The talks between Taiwan's Mainland Affairs Minister Wang Yu-chi and China's Vice Foreign Minister Zhang Zhijun, who heads the Taiwan Affairs Office, mark a big step towards expanding cross-strait dialogue beyond economic and trade issues.

China's ruling Communist Party considers Taiwan a renegade province and has never ruled out the use of force to bring the island under its wing after taking control of the mainland in 1949. Exchanges between the mainland and Taiwan had stalled since the Kuomintang, led by Chiang Kai-shek, fled to Taiwan in 1949 after being defeated in a civil war. 

Business and personnel exchanges resumed in the late 1980s, and in the early 1990s the two sides started to engage with each other through the mainland-based Association for Relations Across the Taiwan Straits (ARATS), and its Taiwan counterpart, the Straits Exchange Foundation (SEF). The ARATS and SEF are non-governmental organisations founded in 1991 and 1990, respectively.

Economic ties have grown considerably in recent years. ARATS-SEF talks have speeded up since 2008 and produced a number of important cross-Strait agreements, including an agreement to lift the ban on direct shipping, air transport and postal services in 2008 and the long-awaited Economic Cooperation Framework Agreement in 2010.

Taiwan's Wang described his meeting with Zhang, in the eastern Chinese city of Nanjing, as "an unimaginable occasion in earlier years", China's official Xinhua news agency reported.

"Being able to sit down and talk is a really valuable opportunity, considering that the two sides were once almost at war," Wang said.

The mainland's Zhang told Wang that both sides should have "a little more imagination" regarding relations. "We meet under great attention and expectations and bear great responsibilities," Zhang said.

In October, Chinese President Xi Jinping said a political solution to the standoff between the mainland and the island could not be postponed forever. But Taiwan President Ma Ying-jeou later said he saw no urgency to hold political talks and he wanted to focus on trade.

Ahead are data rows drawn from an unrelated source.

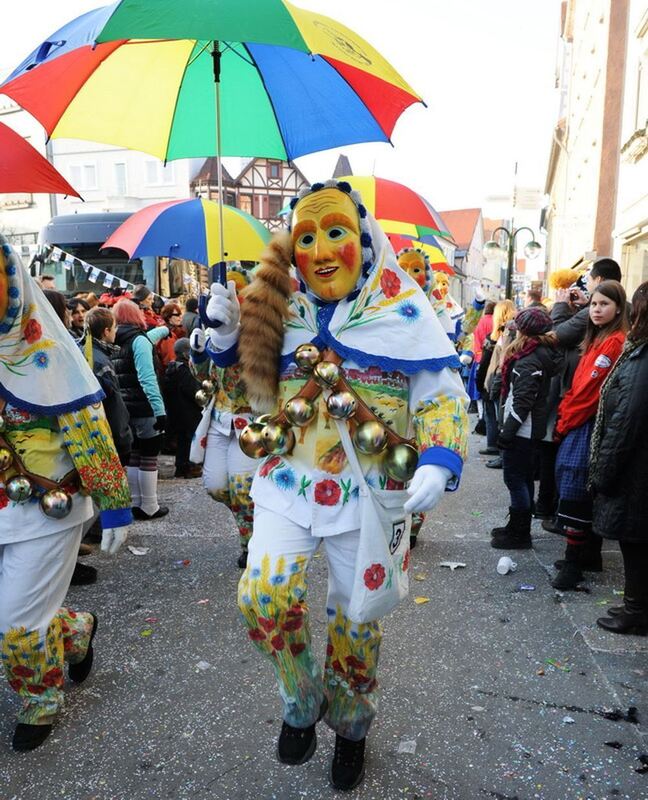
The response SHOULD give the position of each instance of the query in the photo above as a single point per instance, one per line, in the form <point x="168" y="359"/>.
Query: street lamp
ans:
<point x="494" y="251"/>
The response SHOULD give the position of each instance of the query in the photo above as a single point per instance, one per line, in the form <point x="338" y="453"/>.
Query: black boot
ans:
<point x="517" y="535"/>
<point x="79" y="672"/>
<point x="297" y="745"/>
<point x="347" y="767"/>
<point x="29" y="737"/>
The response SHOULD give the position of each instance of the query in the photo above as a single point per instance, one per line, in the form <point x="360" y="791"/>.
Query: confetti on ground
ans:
<point x="138" y="551"/>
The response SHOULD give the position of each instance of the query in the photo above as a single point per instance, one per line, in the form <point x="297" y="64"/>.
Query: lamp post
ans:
<point x="493" y="250"/>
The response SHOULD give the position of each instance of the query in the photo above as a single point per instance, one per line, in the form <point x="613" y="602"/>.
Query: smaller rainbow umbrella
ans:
<point x="438" y="261"/>
<point x="190" y="229"/>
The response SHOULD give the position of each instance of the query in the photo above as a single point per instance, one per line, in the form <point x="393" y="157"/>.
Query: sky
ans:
<point x="485" y="69"/>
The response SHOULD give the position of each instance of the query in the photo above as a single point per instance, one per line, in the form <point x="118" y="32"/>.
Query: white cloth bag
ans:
<point x="381" y="578"/>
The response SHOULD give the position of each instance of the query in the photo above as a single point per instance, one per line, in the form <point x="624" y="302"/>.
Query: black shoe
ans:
<point x="347" y="767"/>
<point x="552" y="526"/>
<point x="142" y="515"/>
<point x="625" y="622"/>
<point x="79" y="672"/>
<point x="569" y="577"/>
<point x="29" y="737"/>
<point x="297" y="745"/>
<point x="83" y="575"/>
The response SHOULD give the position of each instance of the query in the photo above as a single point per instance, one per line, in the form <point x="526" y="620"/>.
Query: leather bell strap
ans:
<point x="311" y="390"/>
<point x="71" y="477"/>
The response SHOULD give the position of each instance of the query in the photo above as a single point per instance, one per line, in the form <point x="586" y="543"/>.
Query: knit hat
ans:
<point x="533" y="321"/>
<point x="182" y="347"/>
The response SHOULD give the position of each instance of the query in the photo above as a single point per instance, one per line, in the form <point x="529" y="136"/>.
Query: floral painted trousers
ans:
<point x="37" y="635"/>
<point x="227" y="476"/>
<point x="272" y="600"/>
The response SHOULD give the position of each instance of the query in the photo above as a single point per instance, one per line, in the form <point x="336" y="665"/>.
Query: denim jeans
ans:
<point x="518" y="463"/>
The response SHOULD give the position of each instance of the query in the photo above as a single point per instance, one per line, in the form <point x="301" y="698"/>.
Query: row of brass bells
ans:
<point x="204" y="395"/>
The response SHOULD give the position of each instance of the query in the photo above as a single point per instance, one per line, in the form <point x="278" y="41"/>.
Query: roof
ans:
<point x="462" y="223"/>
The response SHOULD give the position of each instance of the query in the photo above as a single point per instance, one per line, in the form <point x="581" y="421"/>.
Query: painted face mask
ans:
<point x="326" y="242"/>
<point x="416" y="264"/>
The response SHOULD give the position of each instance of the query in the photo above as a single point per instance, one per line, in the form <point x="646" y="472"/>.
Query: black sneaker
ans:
<point x="79" y="672"/>
<point x="29" y="737"/>
<point x="297" y="745"/>
<point x="142" y="515"/>
<point x="83" y="575"/>
<point x="347" y="767"/>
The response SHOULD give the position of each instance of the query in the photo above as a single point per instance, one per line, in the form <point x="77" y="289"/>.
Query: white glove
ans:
<point x="223" y="307"/>
<point x="113" y="538"/>
<point x="427" y="487"/>
<point x="198" y="340"/>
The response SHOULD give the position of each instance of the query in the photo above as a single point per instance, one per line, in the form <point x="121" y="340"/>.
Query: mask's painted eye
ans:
<point x="336" y="233"/>
<point x="306" y="239"/>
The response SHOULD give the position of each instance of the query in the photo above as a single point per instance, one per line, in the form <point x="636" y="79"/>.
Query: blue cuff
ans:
<point x="116" y="518"/>
<point x="444" y="457"/>
<point x="199" y="358"/>
<point x="223" y="358"/>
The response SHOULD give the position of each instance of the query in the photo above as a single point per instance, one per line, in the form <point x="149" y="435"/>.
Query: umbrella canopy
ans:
<point x="291" y="82"/>
<point x="399" y="209"/>
<point x="24" y="169"/>
<point x="438" y="261"/>
<point x="190" y="229"/>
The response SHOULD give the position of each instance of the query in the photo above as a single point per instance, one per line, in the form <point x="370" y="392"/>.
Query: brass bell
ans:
<point x="326" y="374"/>
<point x="56" y="504"/>
<point x="370" y="437"/>
<point x="341" y="405"/>
<point x="202" y="398"/>
<point x="6" y="459"/>
<point x="277" y="439"/>
<point x="307" y="356"/>
<point x="299" y="411"/>
<point x="400" y="462"/>
<point x="19" y="488"/>
<point x="250" y="441"/>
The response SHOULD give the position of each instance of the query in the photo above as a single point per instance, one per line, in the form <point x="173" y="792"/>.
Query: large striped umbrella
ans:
<point x="190" y="229"/>
<point x="399" y="209"/>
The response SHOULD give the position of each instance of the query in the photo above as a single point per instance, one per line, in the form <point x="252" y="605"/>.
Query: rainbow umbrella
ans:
<point x="190" y="229"/>
<point x="24" y="169"/>
<point x="438" y="261"/>
<point x="399" y="209"/>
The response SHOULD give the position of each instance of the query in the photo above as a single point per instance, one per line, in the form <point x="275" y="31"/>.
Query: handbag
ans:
<point x="381" y="578"/>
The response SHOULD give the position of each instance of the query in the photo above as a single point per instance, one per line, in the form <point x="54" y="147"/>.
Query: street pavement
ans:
<point x="488" y="690"/>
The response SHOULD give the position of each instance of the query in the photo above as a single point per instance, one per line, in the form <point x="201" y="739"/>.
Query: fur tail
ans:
<point x="263" y="312"/>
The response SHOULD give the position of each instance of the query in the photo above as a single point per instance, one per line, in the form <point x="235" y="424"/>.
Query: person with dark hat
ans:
<point x="528" y="365"/>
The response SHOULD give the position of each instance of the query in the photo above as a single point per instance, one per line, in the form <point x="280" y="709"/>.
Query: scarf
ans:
<point x="41" y="368"/>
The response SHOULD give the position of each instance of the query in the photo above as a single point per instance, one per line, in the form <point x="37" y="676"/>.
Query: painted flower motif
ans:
<point x="327" y="493"/>
<point x="269" y="465"/>
<point x="389" y="283"/>
<point x="33" y="331"/>
<point x="374" y="577"/>
<point x="41" y="359"/>
<point x="285" y="479"/>
<point x="408" y="311"/>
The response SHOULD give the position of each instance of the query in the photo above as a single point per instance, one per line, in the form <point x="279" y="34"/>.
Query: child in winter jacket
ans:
<point x="528" y="365"/>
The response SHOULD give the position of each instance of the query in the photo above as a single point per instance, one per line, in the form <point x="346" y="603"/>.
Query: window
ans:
<point x="157" y="174"/>
<point x="120" y="179"/>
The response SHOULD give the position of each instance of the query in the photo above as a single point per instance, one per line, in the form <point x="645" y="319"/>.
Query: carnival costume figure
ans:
<point x="227" y="471"/>
<point x="56" y="457"/>
<point x="361" y="328"/>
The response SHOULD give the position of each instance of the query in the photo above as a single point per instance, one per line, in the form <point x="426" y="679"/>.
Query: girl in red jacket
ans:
<point x="604" y="339"/>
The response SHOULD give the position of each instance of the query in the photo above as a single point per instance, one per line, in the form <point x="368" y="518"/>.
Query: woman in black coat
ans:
<point x="619" y="470"/>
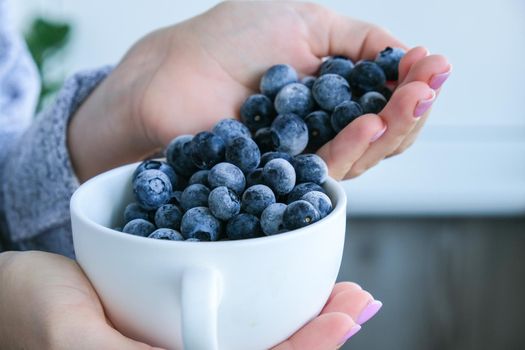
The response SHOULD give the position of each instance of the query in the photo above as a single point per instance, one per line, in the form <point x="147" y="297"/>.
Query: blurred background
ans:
<point x="437" y="233"/>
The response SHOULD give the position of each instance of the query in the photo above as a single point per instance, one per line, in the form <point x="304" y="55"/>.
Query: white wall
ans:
<point x="470" y="158"/>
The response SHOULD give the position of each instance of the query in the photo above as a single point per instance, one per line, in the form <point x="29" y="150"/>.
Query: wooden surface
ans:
<point x="455" y="284"/>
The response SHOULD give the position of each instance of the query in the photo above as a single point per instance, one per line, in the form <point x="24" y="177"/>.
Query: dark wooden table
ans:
<point x="446" y="283"/>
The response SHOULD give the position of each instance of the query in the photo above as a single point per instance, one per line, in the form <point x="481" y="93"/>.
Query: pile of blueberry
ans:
<point x="252" y="178"/>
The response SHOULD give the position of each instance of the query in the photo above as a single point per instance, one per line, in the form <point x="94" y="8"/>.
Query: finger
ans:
<point x="326" y="331"/>
<point x="329" y="33"/>
<point x="350" y="144"/>
<point x="400" y="115"/>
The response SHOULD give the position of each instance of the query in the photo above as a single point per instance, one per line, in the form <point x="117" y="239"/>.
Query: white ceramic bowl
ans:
<point x="246" y="294"/>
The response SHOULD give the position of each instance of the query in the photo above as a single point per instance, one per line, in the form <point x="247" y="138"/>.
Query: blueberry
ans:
<point x="194" y="196"/>
<point x="228" y="129"/>
<point x="229" y="175"/>
<point x="330" y="90"/>
<point x="263" y="139"/>
<point x="294" y="98"/>
<point x="308" y="81"/>
<point x="243" y="226"/>
<point x="207" y="149"/>
<point x="279" y="175"/>
<point x="344" y="114"/>
<point x="275" y="78"/>
<point x="168" y="216"/>
<point x="199" y="177"/>
<point x="302" y="189"/>
<point x="135" y="211"/>
<point x="139" y="227"/>
<point x="366" y="76"/>
<point x="254" y="178"/>
<point x="289" y="134"/>
<point x="388" y="60"/>
<point x="337" y="65"/>
<point x="320" y="129"/>
<point x="257" y="112"/>
<point x="166" y="234"/>
<point x="178" y="155"/>
<point x="256" y="198"/>
<point x="320" y="201"/>
<point x="244" y="153"/>
<point x="200" y="223"/>
<point x="272" y="219"/>
<point x="152" y="188"/>
<point x="372" y="102"/>
<point x="310" y="168"/>
<point x="265" y="158"/>
<point x="299" y="214"/>
<point x="224" y="203"/>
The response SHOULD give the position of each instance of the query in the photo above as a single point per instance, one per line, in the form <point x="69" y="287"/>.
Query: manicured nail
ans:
<point x="370" y="310"/>
<point x="438" y="79"/>
<point x="378" y="134"/>
<point x="356" y="328"/>
<point x="423" y="105"/>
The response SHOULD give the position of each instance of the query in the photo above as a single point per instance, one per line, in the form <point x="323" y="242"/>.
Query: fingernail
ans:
<point x="356" y="328"/>
<point x="438" y="79"/>
<point x="370" y="310"/>
<point x="423" y="105"/>
<point x="378" y="134"/>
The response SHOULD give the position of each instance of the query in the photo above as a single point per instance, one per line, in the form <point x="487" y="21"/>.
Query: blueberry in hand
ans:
<point x="228" y="129"/>
<point x="289" y="134"/>
<point x="229" y="175"/>
<point x="257" y="112"/>
<point x="244" y="153"/>
<point x="263" y="139"/>
<point x="178" y="155"/>
<point x="388" y="60"/>
<point x="224" y="203"/>
<point x="194" y="196"/>
<point x="366" y="76"/>
<point x="310" y="168"/>
<point x="166" y="234"/>
<point x="275" y="78"/>
<point x="344" y="114"/>
<point x="372" y="102"/>
<point x="243" y="226"/>
<point x="299" y="214"/>
<point x="279" y="175"/>
<point x="266" y="157"/>
<point x="168" y="216"/>
<point x="139" y="227"/>
<point x="199" y="177"/>
<point x="320" y="129"/>
<point x="302" y="189"/>
<point x="330" y="90"/>
<point x="320" y="201"/>
<point x="200" y="223"/>
<point x="272" y="219"/>
<point x="152" y="188"/>
<point x="256" y="198"/>
<point x="207" y="149"/>
<point x="337" y="65"/>
<point x="294" y="98"/>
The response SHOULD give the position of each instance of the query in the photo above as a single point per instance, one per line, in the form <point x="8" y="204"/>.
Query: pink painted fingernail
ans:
<point x="370" y="310"/>
<point x="356" y="328"/>
<point x="423" y="105"/>
<point x="378" y="135"/>
<point x="438" y="79"/>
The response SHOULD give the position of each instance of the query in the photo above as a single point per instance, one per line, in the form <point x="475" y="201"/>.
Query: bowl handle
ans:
<point x="201" y="294"/>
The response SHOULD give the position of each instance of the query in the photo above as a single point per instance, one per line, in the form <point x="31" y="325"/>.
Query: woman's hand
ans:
<point x="184" y="78"/>
<point x="46" y="302"/>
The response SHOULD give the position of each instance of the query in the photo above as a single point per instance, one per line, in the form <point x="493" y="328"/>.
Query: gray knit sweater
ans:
<point x="36" y="176"/>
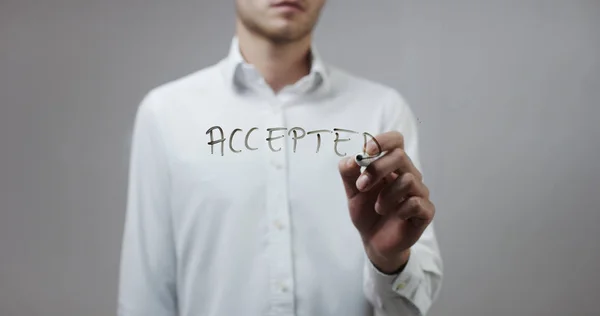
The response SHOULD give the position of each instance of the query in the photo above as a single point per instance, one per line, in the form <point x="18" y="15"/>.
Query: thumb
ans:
<point x="349" y="171"/>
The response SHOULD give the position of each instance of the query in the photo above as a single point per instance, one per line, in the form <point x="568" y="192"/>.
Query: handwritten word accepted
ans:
<point x="296" y="134"/>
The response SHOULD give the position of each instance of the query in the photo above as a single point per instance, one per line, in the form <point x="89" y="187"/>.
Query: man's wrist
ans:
<point x="391" y="266"/>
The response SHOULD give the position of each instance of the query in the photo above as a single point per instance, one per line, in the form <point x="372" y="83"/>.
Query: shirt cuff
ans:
<point x="406" y="284"/>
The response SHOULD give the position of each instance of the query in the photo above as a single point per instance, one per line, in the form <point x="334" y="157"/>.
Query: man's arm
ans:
<point x="147" y="283"/>
<point x="416" y="287"/>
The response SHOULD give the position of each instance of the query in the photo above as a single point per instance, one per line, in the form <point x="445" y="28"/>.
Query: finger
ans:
<point x="385" y="142"/>
<point x="416" y="208"/>
<point x="392" y="195"/>
<point x="394" y="161"/>
<point x="349" y="171"/>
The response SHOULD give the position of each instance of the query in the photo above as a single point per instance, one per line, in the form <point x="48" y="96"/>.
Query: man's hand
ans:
<point x="388" y="202"/>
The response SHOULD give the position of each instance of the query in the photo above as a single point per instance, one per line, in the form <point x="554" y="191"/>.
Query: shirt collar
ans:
<point x="235" y="74"/>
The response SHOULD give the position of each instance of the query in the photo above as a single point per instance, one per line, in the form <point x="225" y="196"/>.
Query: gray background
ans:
<point x="507" y="93"/>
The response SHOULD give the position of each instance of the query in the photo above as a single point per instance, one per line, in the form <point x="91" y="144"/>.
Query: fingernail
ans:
<point x="378" y="208"/>
<point x="362" y="182"/>
<point x="350" y="161"/>
<point x="371" y="148"/>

Taiwan and China are also expected to discuss Taiwan's participation in international bodies and issues on medical care for Taiwan students in China, Wang said last month, though he ruled out talks on "sensitive political issues".

Nanjing was China's capital during the rule of the Nationalists, until they fled to Taiwan in 1949 upon loosing a civil war with the communists. The city is also the burial place of Sun Yat-Sen, the founder of modern China, who is revered by both mainland China and many in Taiwan.

Since taking office in 2008, Taiwan's Ma has signed a series of landmark trade and economic agreements with China, cementing China's position as Taiwan's largest trading partner.

But booming trade has not brought progress on political reconciliation or reduced military readiness on both sides. Many in democratic Taiwan fear China's designs for their free-wheeling island.

Despite the close economic ties, US-armed and backed Taiwan remains a potential flashpoint and its recovery is a priority for China's ruling Communist Party, which is investing billions to modernise its military.